En el argumentario que la derecha está esgrimiendo en contra de la huelga figura el calificarla de “elitista” e “insolidaria” porque descarta de la convocatoria a parados y personas que no buscan trabajo. Idea frágil a nuestro modo de ver, porque sería aplicable al propio derecho de huelga amparado por la Constitución. En todas las huelgas –incluida ésta- paran quienes trabajan.
En línea con las Leyes de Igualdad, la del Estado y las de las Comunidades, es tiempo de abordar una Ley de Igualdad Laboral en el Parlamento que ayude a avanzar en el equilibrio entre hombres y mujeres en el trabajo y, por ende, en la sociedad.

Machismo entre mujeres

En el plano de la desigualdad por razón de sexo, uno de los factores que más contribuyen a anclar esta realidad es claramente el machismo ejercido por y entre mujeres.
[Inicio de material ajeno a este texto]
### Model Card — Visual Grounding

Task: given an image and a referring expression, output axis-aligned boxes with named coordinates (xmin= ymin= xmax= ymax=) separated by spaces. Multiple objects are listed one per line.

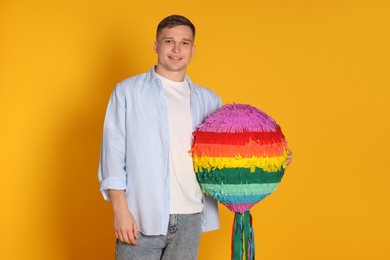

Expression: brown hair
xmin=156 ymin=14 xmax=195 ymax=39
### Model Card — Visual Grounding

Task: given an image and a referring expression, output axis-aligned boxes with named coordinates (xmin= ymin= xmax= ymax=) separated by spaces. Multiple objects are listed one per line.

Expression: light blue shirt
xmin=98 ymin=67 xmax=222 ymax=235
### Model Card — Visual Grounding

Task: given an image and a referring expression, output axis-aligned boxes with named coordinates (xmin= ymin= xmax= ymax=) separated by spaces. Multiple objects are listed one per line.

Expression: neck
xmin=154 ymin=65 xmax=186 ymax=82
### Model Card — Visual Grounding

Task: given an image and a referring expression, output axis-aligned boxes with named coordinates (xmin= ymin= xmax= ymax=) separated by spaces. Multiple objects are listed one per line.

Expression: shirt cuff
xmin=100 ymin=176 xmax=127 ymax=200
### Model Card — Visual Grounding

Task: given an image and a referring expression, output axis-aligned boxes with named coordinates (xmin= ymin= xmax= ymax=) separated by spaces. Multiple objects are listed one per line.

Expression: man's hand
xmin=108 ymin=190 xmax=138 ymax=245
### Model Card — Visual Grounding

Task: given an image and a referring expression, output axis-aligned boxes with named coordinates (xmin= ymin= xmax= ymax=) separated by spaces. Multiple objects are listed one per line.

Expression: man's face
xmin=153 ymin=25 xmax=195 ymax=76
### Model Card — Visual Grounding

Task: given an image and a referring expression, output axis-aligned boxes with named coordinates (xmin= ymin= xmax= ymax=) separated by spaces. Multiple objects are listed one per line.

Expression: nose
xmin=172 ymin=43 xmax=180 ymax=53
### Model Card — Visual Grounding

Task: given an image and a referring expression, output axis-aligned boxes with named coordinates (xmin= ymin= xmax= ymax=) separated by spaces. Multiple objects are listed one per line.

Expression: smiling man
xmin=98 ymin=15 xmax=221 ymax=260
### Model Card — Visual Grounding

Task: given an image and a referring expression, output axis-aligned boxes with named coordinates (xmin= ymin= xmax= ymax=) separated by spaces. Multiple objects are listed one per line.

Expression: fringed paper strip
xmin=191 ymin=104 xmax=288 ymax=260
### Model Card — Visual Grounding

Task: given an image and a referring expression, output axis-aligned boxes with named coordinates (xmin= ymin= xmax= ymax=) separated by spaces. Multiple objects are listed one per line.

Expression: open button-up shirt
xmin=98 ymin=67 xmax=222 ymax=235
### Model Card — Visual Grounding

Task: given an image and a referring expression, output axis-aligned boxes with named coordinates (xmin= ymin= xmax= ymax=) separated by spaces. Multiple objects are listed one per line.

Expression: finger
xmin=118 ymin=232 xmax=125 ymax=242
xmin=133 ymin=222 xmax=138 ymax=239
xmin=122 ymin=231 xmax=132 ymax=244
xmin=127 ymin=230 xmax=137 ymax=245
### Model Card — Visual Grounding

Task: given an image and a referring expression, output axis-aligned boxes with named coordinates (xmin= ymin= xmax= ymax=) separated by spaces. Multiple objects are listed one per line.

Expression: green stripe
xmin=196 ymin=168 xmax=284 ymax=184
xmin=200 ymin=183 xmax=278 ymax=197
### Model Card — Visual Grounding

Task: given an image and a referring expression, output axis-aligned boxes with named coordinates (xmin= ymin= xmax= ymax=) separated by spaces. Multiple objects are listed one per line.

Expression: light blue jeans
xmin=115 ymin=213 xmax=201 ymax=260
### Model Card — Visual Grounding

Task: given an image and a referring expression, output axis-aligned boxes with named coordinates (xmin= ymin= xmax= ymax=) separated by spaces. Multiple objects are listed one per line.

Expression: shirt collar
xmin=149 ymin=66 xmax=193 ymax=88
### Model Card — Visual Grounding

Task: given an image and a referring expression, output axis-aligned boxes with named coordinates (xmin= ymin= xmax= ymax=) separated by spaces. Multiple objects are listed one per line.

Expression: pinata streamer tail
xmin=232 ymin=210 xmax=255 ymax=260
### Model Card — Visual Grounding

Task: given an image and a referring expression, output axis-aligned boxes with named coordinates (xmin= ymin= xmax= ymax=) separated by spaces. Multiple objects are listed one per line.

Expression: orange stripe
xmin=192 ymin=140 xmax=287 ymax=158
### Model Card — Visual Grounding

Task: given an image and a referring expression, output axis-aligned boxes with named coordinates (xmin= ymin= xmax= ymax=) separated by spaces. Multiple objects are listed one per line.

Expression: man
xmin=98 ymin=15 xmax=221 ymax=260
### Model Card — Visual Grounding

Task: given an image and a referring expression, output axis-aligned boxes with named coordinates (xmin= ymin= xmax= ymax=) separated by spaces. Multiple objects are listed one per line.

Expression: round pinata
xmin=192 ymin=104 xmax=288 ymax=260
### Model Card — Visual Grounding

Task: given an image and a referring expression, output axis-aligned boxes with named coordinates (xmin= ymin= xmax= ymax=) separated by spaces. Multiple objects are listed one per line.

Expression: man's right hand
xmin=108 ymin=190 xmax=138 ymax=245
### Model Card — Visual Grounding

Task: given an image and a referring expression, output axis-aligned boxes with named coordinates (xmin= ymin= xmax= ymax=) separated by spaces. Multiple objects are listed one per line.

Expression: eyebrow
xmin=162 ymin=37 xmax=192 ymax=42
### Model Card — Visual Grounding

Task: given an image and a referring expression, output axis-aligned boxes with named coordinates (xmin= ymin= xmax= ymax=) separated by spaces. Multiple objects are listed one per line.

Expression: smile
xmin=169 ymin=56 xmax=182 ymax=60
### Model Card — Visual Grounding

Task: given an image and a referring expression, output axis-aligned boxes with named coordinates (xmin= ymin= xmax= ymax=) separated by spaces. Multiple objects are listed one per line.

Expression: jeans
xmin=115 ymin=213 xmax=201 ymax=260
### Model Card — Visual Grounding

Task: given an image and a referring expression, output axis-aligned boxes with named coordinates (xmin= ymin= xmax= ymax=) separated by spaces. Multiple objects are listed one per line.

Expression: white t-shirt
xmin=159 ymin=76 xmax=203 ymax=214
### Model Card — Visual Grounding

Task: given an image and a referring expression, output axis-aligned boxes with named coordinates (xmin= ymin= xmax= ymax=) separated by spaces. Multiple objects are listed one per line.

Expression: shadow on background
xmin=52 ymin=35 xmax=142 ymax=260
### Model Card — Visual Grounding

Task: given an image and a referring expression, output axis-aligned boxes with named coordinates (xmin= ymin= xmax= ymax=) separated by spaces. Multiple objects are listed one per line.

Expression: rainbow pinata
xmin=192 ymin=104 xmax=288 ymax=260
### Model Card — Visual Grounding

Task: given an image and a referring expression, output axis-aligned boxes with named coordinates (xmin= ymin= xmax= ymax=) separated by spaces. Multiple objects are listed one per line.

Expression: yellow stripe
xmin=193 ymin=153 xmax=287 ymax=172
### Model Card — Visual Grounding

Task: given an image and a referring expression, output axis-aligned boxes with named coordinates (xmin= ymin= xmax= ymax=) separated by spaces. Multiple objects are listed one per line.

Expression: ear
xmin=153 ymin=42 xmax=158 ymax=53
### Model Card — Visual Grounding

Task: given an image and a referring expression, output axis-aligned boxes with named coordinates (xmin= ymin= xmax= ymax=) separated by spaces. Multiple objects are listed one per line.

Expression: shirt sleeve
xmin=98 ymin=86 xmax=127 ymax=200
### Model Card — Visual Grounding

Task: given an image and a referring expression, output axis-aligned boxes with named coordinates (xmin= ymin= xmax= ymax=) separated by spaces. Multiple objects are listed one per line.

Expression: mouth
xmin=168 ymin=56 xmax=183 ymax=61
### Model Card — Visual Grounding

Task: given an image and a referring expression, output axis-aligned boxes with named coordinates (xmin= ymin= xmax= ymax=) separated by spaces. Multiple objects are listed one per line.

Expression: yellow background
xmin=0 ymin=0 xmax=390 ymax=260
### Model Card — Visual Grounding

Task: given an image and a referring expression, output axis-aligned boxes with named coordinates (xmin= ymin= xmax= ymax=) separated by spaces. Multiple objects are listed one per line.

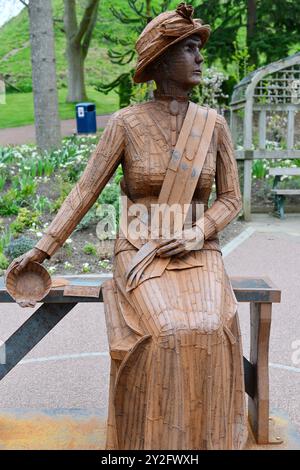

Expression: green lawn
xmin=0 ymin=88 xmax=119 ymax=129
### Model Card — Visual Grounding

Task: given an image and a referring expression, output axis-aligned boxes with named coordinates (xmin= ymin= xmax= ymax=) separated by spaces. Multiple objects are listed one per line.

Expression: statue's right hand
xmin=7 ymin=247 xmax=47 ymax=272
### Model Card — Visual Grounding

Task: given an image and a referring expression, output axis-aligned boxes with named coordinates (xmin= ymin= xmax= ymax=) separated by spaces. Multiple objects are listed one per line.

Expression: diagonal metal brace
xmin=0 ymin=303 xmax=77 ymax=380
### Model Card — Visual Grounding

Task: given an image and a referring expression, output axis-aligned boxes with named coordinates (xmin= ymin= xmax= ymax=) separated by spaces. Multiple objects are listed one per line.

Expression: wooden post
xmin=243 ymin=159 xmax=252 ymax=222
xmin=248 ymin=302 xmax=272 ymax=444
xmin=258 ymin=109 xmax=267 ymax=149
xmin=287 ymin=109 xmax=295 ymax=149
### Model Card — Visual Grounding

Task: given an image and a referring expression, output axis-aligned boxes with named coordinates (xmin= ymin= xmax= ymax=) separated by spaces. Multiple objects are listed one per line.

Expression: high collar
xmin=153 ymin=90 xmax=189 ymax=103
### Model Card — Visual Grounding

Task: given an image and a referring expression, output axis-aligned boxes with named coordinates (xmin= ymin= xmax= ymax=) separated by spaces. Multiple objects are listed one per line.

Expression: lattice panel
xmin=254 ymin=64 xmax=300 ymax=105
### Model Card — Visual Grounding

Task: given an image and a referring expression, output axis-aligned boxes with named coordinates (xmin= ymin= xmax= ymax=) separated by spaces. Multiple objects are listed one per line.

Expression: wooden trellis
xmin=230 ymin=53 xmax=300 ymax=220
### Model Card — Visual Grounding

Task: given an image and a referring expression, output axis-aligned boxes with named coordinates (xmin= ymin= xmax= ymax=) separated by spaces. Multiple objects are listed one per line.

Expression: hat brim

Un asunto de abordaje complicado, porque es materia sensible ante el radicalismo.
Una persona que lo ha sido todo en el movimiento asociativo de Valdepeñas, única mujer de esta ciudad que se ha sentado en un escaño del Parlamento, entraba esta semana en ese delicado terreno. En una rueda de prensa, lamentaba que aún hayan mujeres que asuman que tienen que cobrar un salario menor, porque dan por hecho que su preparación es en todo caso inferior. Las bromas, comentarios y críticas de mujeres hacia otras cuyas parejas planchan, cocinan o barren en sus casas; y mucho más allá, las mujeres que abren un margen de sospecha de culpabilidad en mujeres víctimas de violencia de género, son posiblemente la mejor garantía para que todo siga igual. Cuidado.